Based on real life events, Paan Singh Tomar is a film that looks at the life of an Army man and a medal winning steeplechase racer who takes on to becoming a dacoit/rebel due to certain unavoidable events in his personal life.
The film is a stark look at life, especially in the villages, but more so it tries to prove a point about how the sportsmen/women of India are not given enough credit and looked after once they retire.
This picking up of a social issue and developing a story around it has become somewhat of a recent trend in Indian movies. Although there is nothing wrong with informing the audience of the injustice that happens around them, it is my belief that eventually these films don't have any impact in real life, at least not a major one. Moreover, as is the case with Paan Singh Tomar, social issue films get appreciated more for their content rather than for the actual film.
As a film Paan Singh Tomar is very mediocre. The editing in the first half is very choppy and at times irritating. The running/race scenes along with the training montages are not at all pleasing or exciting, but simply repetitive and eventually a tad boring. I wish the director would have seen Chariots of Fire to really make the races more heart pounding. Irrfan is a great actor, one of the best in India, but he is not a runner and this fact is evident on screen.
There is a slight hope in the middle of the film wherein the protagonist slowly succumbs to the corruption that is so much a part of every Indian's life and eventually takes on to becoming a rebel on the run. The film at this point changes course and with harsh scenery comes a grittier feel. Unfortunately, once again this gets dragged on till the very end making the last half-hour excruciatingly repetitive. Corruption has become a part of life in India. Everyone is aware of it and everyone has faced it in one way or another. It is unfortunate, but now when something like police brutality is showcased in a film; it no real revelation.

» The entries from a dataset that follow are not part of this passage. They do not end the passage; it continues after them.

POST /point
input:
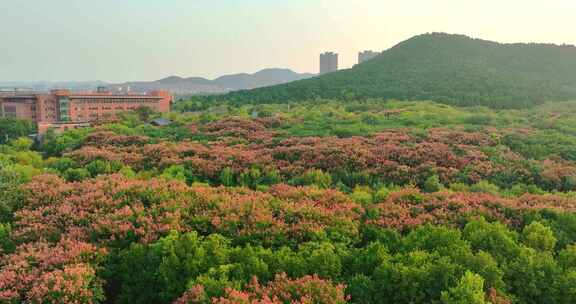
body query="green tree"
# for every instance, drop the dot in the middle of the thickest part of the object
(470, 290)
(539, 237)
(12, 128)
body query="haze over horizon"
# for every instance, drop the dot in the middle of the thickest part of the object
(82, 40)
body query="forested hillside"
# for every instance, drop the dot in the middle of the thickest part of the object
(447, 68)
(338, 202)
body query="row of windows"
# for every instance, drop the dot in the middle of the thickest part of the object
(115, 100)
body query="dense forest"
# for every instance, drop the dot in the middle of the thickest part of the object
(453, 69)
(367, 201)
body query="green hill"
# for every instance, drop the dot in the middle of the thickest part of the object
(454, 69)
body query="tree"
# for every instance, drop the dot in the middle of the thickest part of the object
(539, 237)
(12, 128)
(470, 290)
(432, 184)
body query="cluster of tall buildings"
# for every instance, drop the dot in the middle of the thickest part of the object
(329, 60)
(63, 109)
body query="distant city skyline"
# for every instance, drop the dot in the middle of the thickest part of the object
(117, 41)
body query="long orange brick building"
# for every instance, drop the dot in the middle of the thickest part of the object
(62, 109)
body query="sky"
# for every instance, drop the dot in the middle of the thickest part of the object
(128, 40)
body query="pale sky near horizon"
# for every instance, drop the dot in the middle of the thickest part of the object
(124, 40)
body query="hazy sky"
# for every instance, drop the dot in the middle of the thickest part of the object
(119, 40)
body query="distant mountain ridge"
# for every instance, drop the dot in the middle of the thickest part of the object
(448, 68)
(198, 85)
(175, 84)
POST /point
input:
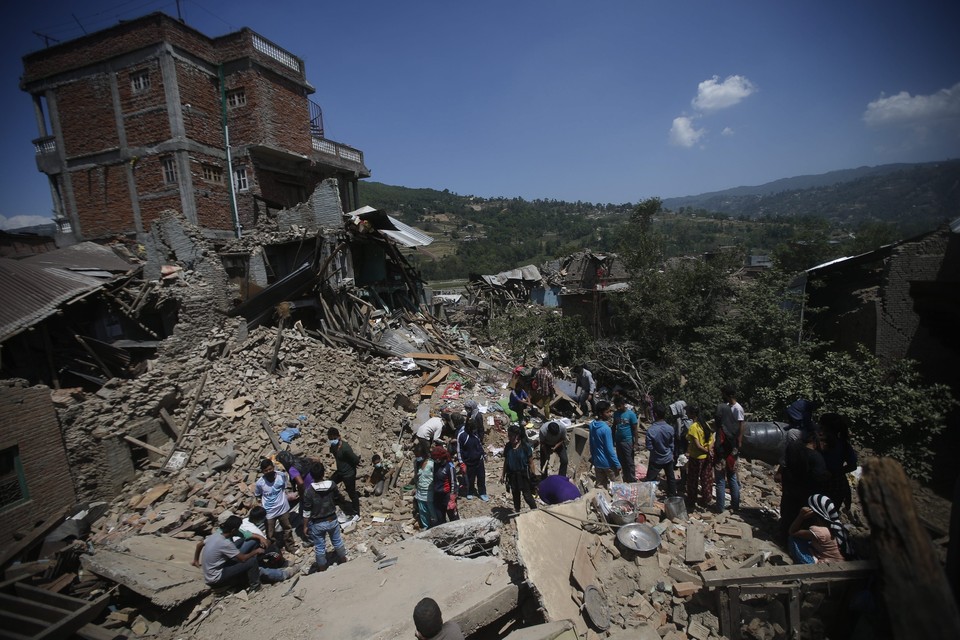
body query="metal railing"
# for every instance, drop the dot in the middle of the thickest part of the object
(46, 145)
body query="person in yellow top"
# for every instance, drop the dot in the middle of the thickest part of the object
(700, 465)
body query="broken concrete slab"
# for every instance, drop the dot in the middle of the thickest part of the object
(156, 567)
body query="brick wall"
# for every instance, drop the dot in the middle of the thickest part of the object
(86, 116)
(103, 200)
(200, 90)
(28, 421)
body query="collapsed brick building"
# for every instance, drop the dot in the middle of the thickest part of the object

Paan Singh Tomar succeeds in its performances. Irrfan gives a commendable performance that at times might seem similar to his other roles, but nevertheless stands out. Mahi Gill, as Paan Singh Tomar's wife, has a small role, but she manages to leave a mark by supporting Irrfan all the way through. Most of the other characters remain undeveloped and provide very little to the film. The comedy aspect in the film is once again disappointing. Most of laughs come from either the accented dialect in which Irrfan speaks or from the repetitive "normal" moments in the life of Paan Singh Tomar where he tries to sneak in a few minutes with his wife alone for a little intimacy.
There are much better sports films, more engrossing films on corruption, and more brutal films on dacoits and rebels. Although Paan Singh Tomar brings about these different genres together in a film, it doesn't linger on in the mind enough to have a positive long lasting impact and proves to be a forgettable affair.